Another Court Ruling Against Autodesk in Software Dispute

UPDATE: On October 3, 2011, the U.S. Supreme Court declined a request to grant certiorari in the Vernor case, allowing to stand the Ninth Circuit’s reversal of the trial court’s decision. The Supreme Court’s refusal to hear the case means that, at least in the Ninth Circuit, software publishers like Autodesk may continue to seek injunctions and other remedies against those who attempt to distribute copies of a copyrighted software product without a license.

Many businesses that use software published by Autodesk are familiar with the company’s vigorous copyright enforcement program.
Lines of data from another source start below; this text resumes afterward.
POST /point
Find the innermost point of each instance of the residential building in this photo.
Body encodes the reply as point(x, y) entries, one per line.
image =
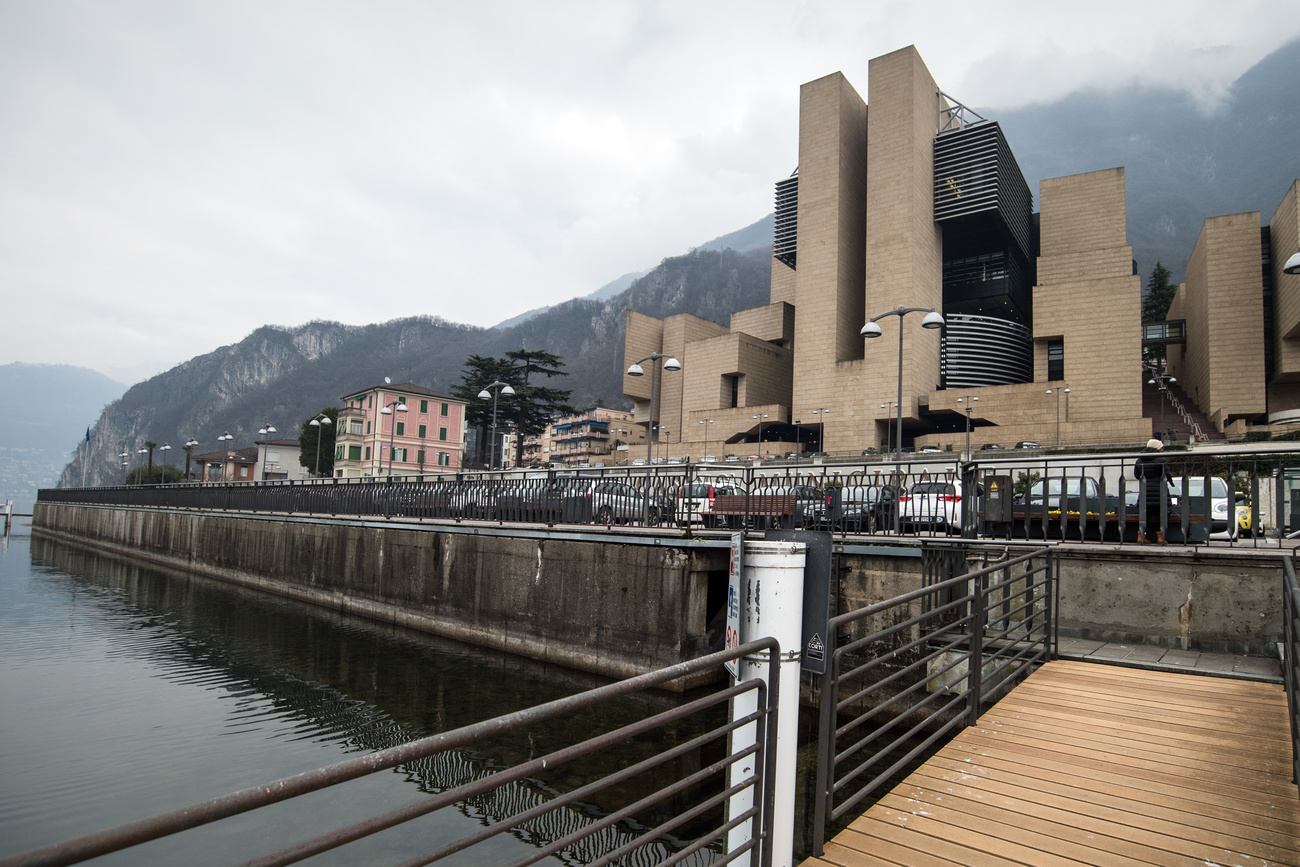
point(376, 437)
point(226, 465)
point(592, 436)
point(917, 204)
point(277, 459)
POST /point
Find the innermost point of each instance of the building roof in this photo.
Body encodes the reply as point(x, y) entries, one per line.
point(406, 388)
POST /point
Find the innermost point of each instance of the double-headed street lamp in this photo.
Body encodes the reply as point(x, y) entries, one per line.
point(1162, 381)
point(316, 423)
point(498, 389)
point(388, 410)
point(969, 401)
point(267, 429)
point(761, 417)
point(668, 364)
point(932, 320)
point(1058, 393)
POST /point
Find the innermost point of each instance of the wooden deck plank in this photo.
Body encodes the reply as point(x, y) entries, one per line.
point(1097, 764)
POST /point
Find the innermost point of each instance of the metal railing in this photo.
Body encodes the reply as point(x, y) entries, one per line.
point(698, 796)
point(999, 494)
point(1291, 657)
point(922, 666)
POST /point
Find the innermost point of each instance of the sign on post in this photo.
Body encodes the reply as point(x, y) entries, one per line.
point(735, 586)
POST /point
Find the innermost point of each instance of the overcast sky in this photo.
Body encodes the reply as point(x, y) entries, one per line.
point(174, 174)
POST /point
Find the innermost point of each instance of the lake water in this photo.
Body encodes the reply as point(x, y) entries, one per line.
point(129, 690)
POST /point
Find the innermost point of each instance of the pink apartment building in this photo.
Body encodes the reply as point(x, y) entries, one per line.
point(399, 429)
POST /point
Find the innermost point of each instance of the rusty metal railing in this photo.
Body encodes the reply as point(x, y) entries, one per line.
point(698, 796)
point(922, 666)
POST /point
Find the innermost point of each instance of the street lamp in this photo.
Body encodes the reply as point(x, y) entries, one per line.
point(189, 450)
point(316, 423)
point(820, 430)
point(1162, 381)
point(706, 423)
point(932, 320)
point(759, 419)
point(1058, 393)
point(393, 428)
point(498, 389)
point(265, 430)
point(668, 364)
point(967, 401)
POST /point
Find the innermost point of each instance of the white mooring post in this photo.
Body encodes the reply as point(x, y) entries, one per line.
point(771, 605)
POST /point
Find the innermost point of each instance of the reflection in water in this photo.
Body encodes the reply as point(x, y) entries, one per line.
point(131, 690)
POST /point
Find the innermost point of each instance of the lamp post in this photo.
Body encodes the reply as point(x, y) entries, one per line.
point(969, 401)
point(1058, 393)
point(393, 428)
point(498, 389)
point(668, 364)
point(316, 423)
point(820, 430)
point(226, 437)
point(931, 321)
point(1162, 380)
point(267, 429)
point(759, 419)
point(706, 423)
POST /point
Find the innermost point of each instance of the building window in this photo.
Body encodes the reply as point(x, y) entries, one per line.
point(1056, 360)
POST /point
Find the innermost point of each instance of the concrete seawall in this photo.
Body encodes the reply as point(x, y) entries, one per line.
point(622, 603)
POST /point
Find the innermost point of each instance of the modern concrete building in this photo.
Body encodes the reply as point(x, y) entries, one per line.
point(1239, 317)
point(401, 429)
point(909, 199)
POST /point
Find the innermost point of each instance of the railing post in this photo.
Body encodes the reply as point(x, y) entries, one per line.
point(771, 606)
point(975, 664)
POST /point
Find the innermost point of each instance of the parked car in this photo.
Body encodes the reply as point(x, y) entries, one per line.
point(696, 501)
point(863, 508)
point(936, 504)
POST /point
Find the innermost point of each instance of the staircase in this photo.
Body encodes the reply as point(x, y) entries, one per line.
point(1181, 414)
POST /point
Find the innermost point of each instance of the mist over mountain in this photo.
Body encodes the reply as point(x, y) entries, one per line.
point(1182, 167)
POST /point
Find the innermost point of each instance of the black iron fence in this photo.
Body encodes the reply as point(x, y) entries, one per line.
point(689, 809)
point(1291, 658)
point(911, 670)
point(1221, 497)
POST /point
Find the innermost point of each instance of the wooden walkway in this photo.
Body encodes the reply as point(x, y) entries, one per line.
point(1096, 764)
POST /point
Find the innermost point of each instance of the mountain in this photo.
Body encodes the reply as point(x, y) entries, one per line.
point(282, 376)
point(50, 408)
point(1182, 164)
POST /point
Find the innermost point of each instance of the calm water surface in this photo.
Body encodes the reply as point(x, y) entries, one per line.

Autodesk is one of the most active software publishers when it comes to threatening litigation over allegedly unlicensed use of its well-known computer-aided design products, such as AutoCAD, and it regularly targets businesses of all sizes demanding costly and distracting audits and settlements, often based solely on the word of unidentified informants.

In addition to such matters targeted at its past and potential customers, however, Autodesk’s enforcement program also includes efforts to eradicate what it believes to be unauthorized sale of its software. The Washington state federal lawsuit of Vernor v. Autodesk Inc. falls into this category. Here, the plaintiff, Timothy Vernor, had for some time attempted to sell used AutoCAD packages on eBay. However, when he did so, Autodesk sent notices to eBay pursuant to the Digital Millennium Copyright Act that such activity violated Autodesk’s copyrights, and in order to avoid contributory copyright liability, eBay removed the listings. After several such exchanges, eBay eventually terminated Vernor’s account. In response, Vernor filed suit against Autodesk, seeking a declaratory judgment that his sale of used software did not constitute copyright infringement.

In its first substantive opinion in the matter, the Federal Court for the Western District of Washington denied a motion to dismiss in which Autodesk had argued that the software Vernor attempted to sell on eBay had been licensed exclusively to a Seattle architecture firm, that the firm had no authority to transfer the software to any other party, and that Vernor’s activity therefore constituted a violation of its copyrights in the software. The court disagreed, holding that the first sale doctrine under U.S. copyright law protected Vernor from liability. Despite Autodesk’s characterization of the earlier transaction as the transfer of a license, the court ruled that the architectural firm merely had purchased a copy of the product, and first sale doctrine allows the lawful owner of a copy of a work to sell or give it away.

On September 30, 2009, the court essentially repeated this holding in ruling on cross-motions for summary judgment filed by each of the parties. Again relying primarily on the 9th Circuit’s opinion in United States v. Wise (1977), the court characterized the earlier sale to the architectural firm as just a sale with a restriction as to use. After Wise, the 9th Circuit held in other cases involving software disputes that software licensees did not “own” their copies. However, the Vernor trial court nevertheless looked to Wise as the controlling precedent, because it was the earliest case to consider the issue and because the 9th Circuit did not expressly address it in the cases that followed.

A decision by Autodesk not to appeal these rulings by the Vernor court would be surprising, considering what is at stake. The implications of the court’s holding, if allowed to stand, would cast a shadow across the license-enforcement initiatives of not only Autodesk, but also other software publishers and their trade groups, such as the Business Software Alliance and the Software & Information Industry Association. It will be very interesting to see what happens next in this matter.